Prescription Drug Monitoring Programs: Evidence-based Practices to Optimize Prescriber Use

Dec 15, 2016

As the opioid crisis continues to ravage communities across the United States, policymakers and public health officials are increasingly using new tools such as prescription drug monitoring programs (PDMPs)—state-based electronic databases that track the dispensing of certain controlled substances—to stem the misuse of prescription opioids and reduce overdose deaths.   

PDMPs can be used to monitor patient use of these drugs and inform prescribing decisions. However, the number of prescribers actually using these databases in clinical care remains low.

A new report from The Pew Charitable Trusts and the Institute for Behavioral Health, Heller School for Social Policy and Management at Brandeis University finds that states can increase prescriber use of PDMPs by adopting one or more of eight evidence-based practices:  

  • Prescriber use mandates, or state laws and regulations that require prescribers to view a patient's PDMP data under certain circumstances. Mandates can rapidly increase PDMP utilization and immediately affect prescriber behavior, which can help prevent "doctor shopping"—when patients seek the same or similar drugs from multiple prescribers and pharmacies in a short period.
  • Delegate access, which allows prescribers to authorize someone on staff, such as a nurse or other member of the health care team, to access the PDMP data on their behalf. The majority of states allow delegate access; evidence suggests such access addresses workflow barriers and increases PDMP use.
  • Unsolicited reports, where prescribers are proactively notified about patients who may be at risk for harm based on their controlled substance prescription history. These alerts can help increase prescriber use in two ways: by motivating them to review patient data and informing unenrolled prescribers about the existence of the PDMP.
  • Improving data timeliness, or increasing the frequency at which data are uploaded into PDMP databases. Many states now require dispensers to upload new data on a daily basis, which increases the timeliness of information and encourages PDMP use.
  • Streamlining enrollment by making it easier for prescribers and delegates to register with their state PDMPs. Enrollment is required before clinicians can check PDMP data, so making this process faster and easier can increase use.
  • Educational and promotional initiatives that help prescribers understand how PDMPs work and encourage their use. Such activities can spur enrolled prescribers and delegates to check PDMP data and inform unenrolled clinicians about the value of these databases. 
  • Integrating PDMP data with health information technology, which helps prescribers seamlessly access PDMPs through electronic health records or other IT systems. Pilot projects across the country found that prescribers reported PDMP data were easier to access when the system was integrated into daily workflows. 
  • Enhancing PDMP user interfaces, or redesigning how data are presented, to help prescribers more quickly analyze prescribing information and make better-informed decisions.

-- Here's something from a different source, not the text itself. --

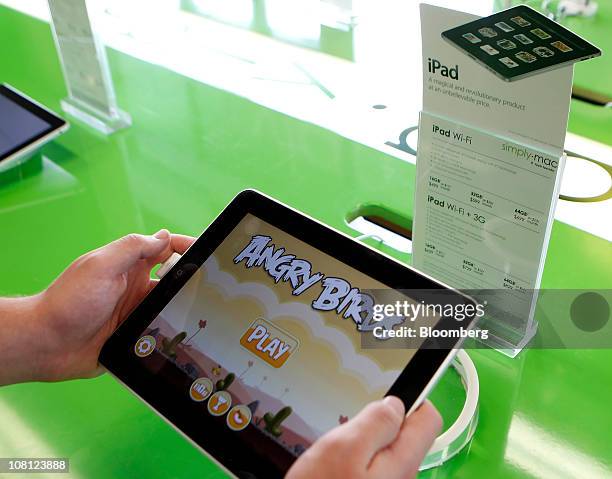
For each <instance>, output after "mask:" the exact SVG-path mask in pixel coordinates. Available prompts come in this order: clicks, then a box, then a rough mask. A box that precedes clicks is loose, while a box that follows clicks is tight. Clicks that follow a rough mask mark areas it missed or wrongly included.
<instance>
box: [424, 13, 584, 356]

Of the eight practices, mandates are the single most effective way to increase prescriber use. But a mandate alone does not mean that prescribers will use the PDMP effectively in clinical decision-making. Therefore, state officials should explore the other seven strategies and adopt a combination of practices that works best for their program. PDMPs can play a critical role in curbing prescription opioid misuse, but only if states take steps to ensure that the data are easy to access and understand.